Our classification system divided channel area for each model run into five habitats following the classification hierarchy and nomenclature of McKenney (1997) (Table 2.2; Figure 2.6). Portions of the channel with a Froude number less than 0.2 were classified as edgewaters, glides, or pools. The low Froude numbers for these habitats reflects their low water-surface gradients which generate low flow velocities relative to their depths. We further delimited these low gradient zones according to a depth criteria since depth alone can limit biopotential by restricting fish size and providing cover from site feeding predators. Areas along the channel margin with shallow depths (<0.2 m) that are typically important nursery areas (Peterson, 1996) were classified as edgewaters. Portions of the channels with moderate depths were classified as glides on the Jacks Fork glides are visually characterized by a trapezoidal cross section and poorly sorted sand to cobble bed material (McKenney, 1997). The deepest parts of the channel that provide important habitat for mature game fish (Peterson, 1996; Rabeni and Jacobson, 1993) were classified as pools. These habitats also tend to have the lowest current velocities and Froude numbers, therefore we used a minimum depth criterion of 0.7 meters and a maximum Froude number criterion of 0.1 to distinguish pools from glides. As is typical of many other reaches on the Jacks Fork, the deepest pool at Ratcliff Ford forms where the stream flow converges against a bedrock bluff (Figure 1.4).
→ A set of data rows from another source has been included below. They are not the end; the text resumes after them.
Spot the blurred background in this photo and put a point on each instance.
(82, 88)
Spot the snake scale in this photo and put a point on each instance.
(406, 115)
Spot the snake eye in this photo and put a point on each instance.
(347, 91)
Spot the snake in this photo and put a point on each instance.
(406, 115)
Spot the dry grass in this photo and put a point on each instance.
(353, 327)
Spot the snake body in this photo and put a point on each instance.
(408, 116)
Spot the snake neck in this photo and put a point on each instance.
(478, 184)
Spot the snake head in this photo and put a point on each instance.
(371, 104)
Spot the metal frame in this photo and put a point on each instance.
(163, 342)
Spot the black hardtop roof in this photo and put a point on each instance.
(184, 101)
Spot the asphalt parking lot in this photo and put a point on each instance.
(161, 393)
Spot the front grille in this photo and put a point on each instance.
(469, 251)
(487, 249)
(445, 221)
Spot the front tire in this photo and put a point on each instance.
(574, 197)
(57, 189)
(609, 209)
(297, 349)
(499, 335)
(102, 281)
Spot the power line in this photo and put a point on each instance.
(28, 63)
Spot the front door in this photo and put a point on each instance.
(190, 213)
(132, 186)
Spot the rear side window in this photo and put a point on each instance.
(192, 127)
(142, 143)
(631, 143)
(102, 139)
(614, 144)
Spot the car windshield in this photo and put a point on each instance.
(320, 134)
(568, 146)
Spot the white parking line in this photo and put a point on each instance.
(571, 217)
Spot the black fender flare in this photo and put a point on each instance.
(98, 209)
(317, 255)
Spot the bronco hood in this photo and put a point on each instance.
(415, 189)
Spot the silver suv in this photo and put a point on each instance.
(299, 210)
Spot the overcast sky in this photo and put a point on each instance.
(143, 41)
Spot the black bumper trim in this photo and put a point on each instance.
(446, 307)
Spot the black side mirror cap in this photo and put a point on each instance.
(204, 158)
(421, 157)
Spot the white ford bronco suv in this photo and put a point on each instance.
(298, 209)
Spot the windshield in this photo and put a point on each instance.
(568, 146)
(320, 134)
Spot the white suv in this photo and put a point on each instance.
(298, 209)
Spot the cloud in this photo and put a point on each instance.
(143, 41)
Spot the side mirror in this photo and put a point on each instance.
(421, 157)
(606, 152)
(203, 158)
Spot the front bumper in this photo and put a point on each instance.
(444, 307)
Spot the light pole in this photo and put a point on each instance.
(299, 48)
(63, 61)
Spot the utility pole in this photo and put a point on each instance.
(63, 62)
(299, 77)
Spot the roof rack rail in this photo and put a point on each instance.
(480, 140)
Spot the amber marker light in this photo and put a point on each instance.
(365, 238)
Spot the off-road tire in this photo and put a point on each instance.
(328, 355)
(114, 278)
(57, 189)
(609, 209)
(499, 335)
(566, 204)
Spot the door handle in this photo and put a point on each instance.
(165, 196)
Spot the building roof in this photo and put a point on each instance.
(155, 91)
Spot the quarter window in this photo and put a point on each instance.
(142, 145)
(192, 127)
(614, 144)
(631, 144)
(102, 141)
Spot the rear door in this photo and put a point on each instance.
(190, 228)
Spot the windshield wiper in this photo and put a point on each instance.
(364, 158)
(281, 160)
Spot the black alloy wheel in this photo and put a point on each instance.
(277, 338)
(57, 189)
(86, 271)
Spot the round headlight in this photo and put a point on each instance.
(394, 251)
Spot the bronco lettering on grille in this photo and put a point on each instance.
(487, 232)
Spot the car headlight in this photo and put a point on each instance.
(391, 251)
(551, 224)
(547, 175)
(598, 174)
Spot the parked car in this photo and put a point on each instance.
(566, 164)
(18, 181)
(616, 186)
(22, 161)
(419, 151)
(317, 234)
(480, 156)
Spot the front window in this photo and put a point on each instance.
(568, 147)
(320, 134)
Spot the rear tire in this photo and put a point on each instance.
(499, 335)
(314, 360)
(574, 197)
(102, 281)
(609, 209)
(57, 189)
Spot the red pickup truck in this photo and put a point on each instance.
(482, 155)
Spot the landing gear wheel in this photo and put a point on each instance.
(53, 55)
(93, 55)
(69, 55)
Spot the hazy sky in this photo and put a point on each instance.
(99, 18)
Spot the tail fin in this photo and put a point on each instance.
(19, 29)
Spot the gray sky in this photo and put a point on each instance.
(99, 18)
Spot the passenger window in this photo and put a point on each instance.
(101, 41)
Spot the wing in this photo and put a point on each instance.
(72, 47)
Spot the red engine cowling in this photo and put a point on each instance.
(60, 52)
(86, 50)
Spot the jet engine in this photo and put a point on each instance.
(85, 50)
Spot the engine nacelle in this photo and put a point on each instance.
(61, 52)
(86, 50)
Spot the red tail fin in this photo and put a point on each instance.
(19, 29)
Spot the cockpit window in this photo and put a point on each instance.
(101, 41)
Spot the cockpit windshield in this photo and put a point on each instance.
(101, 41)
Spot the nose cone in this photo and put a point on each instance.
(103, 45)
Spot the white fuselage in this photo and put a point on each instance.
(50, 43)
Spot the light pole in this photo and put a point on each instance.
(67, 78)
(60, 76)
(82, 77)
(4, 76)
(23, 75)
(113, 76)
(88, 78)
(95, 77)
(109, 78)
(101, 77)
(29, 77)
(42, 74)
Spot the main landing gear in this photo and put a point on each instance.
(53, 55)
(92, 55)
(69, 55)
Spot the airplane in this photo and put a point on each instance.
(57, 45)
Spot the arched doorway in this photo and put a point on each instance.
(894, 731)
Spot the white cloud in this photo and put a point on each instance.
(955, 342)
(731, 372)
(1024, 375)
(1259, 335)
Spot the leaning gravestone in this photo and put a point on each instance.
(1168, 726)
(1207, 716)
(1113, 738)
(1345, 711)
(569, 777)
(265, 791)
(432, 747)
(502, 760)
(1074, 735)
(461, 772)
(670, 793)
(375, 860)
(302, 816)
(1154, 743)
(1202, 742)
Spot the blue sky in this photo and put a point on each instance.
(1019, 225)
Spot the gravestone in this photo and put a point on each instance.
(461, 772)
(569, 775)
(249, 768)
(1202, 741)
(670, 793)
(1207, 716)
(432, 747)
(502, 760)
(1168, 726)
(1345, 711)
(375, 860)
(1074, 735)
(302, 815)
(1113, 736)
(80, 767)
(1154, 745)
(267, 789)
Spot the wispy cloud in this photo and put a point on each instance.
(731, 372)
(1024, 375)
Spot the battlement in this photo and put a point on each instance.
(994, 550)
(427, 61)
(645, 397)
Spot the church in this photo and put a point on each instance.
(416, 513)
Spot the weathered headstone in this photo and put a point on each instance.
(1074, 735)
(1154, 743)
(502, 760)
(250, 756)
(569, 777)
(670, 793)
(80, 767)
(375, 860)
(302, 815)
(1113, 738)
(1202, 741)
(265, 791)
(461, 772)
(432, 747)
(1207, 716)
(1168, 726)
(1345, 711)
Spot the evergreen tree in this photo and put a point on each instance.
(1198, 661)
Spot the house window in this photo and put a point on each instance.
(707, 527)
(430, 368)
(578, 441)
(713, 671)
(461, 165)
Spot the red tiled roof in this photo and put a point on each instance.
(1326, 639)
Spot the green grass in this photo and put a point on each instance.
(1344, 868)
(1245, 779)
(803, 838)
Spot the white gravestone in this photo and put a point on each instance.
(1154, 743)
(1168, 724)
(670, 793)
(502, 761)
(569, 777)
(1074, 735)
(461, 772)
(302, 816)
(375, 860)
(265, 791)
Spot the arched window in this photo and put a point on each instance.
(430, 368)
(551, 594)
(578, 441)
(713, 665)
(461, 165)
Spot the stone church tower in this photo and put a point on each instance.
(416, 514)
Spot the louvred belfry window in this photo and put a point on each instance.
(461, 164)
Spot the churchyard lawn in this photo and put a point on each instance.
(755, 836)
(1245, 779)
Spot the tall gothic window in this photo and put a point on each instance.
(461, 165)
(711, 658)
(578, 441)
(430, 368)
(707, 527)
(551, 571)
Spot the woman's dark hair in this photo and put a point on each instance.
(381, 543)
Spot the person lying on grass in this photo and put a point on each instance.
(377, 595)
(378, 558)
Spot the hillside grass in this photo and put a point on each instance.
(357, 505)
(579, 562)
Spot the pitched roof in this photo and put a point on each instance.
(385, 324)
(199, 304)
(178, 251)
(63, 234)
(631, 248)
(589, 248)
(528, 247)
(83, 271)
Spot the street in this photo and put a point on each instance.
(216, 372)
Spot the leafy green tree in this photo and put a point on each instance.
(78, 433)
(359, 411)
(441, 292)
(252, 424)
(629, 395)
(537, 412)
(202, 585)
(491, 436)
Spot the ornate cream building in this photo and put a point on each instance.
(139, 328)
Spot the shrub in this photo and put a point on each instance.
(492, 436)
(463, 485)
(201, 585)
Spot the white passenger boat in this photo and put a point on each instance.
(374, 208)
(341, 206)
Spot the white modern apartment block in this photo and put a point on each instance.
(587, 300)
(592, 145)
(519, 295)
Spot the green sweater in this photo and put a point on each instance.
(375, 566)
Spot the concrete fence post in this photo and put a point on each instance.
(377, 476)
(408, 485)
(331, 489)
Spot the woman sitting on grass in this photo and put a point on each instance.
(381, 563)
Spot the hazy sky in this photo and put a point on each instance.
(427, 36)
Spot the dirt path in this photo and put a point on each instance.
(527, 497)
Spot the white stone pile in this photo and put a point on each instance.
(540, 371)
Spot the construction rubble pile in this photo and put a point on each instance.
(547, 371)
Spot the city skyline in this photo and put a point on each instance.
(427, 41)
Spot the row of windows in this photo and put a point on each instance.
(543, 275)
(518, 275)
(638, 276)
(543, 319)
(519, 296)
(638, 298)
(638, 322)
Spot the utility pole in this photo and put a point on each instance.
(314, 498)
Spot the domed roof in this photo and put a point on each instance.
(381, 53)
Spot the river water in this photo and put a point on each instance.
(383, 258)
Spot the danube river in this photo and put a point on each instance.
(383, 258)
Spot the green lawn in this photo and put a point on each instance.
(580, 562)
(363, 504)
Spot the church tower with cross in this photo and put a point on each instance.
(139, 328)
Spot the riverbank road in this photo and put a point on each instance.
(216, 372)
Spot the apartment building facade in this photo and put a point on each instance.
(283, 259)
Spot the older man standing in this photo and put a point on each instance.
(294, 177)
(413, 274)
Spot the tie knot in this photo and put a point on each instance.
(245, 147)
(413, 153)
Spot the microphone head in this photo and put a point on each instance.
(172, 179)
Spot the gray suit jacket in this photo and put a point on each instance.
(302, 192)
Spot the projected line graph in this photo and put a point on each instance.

Portions of the channel with steeper gradients, higher velocities and Froude number greater than 0.2 were classified as races or riffles. Riffles have shallow, trapezoidal cross sections with coarse (cobble size and greater) substrates. They often form on the Jacks Fork at the upstream and downstream ends of gravel bars and provide important habitat for filter feeding invertebrates (Doisy and Rabeni, in review). Races are usually found downstream of riffles where flow converges and deepens; they typically have slightly lower velocities and Froude numbers than the adjacent riffle. We used a depth criteria of 0.35 meters and a Froude number of 0.2 to delimited these two habitats at the Ratcliff Ford reach.
While our Froude number based criterion were derived independently from field data collected at Ratcliff Ford (Figure 2.6), it is interesting to note the concurrence between this classification system and that derived by Jowett (1993). Jowett used a Froude number of 0.2 to delineate between pools and runs and a froude number of 0.4 to delineate between runs and races. The primary difference between this system and our habitat classification system is that we have identified two intermediate Froude number classes, races (Froude number 0.2-0.4) and glides (Froude number 0.1-0.2). We also have incorporated depth thresholds for pools, races, and edgewaters since depth alone can limit biopotential by providing cover and restricting fish size.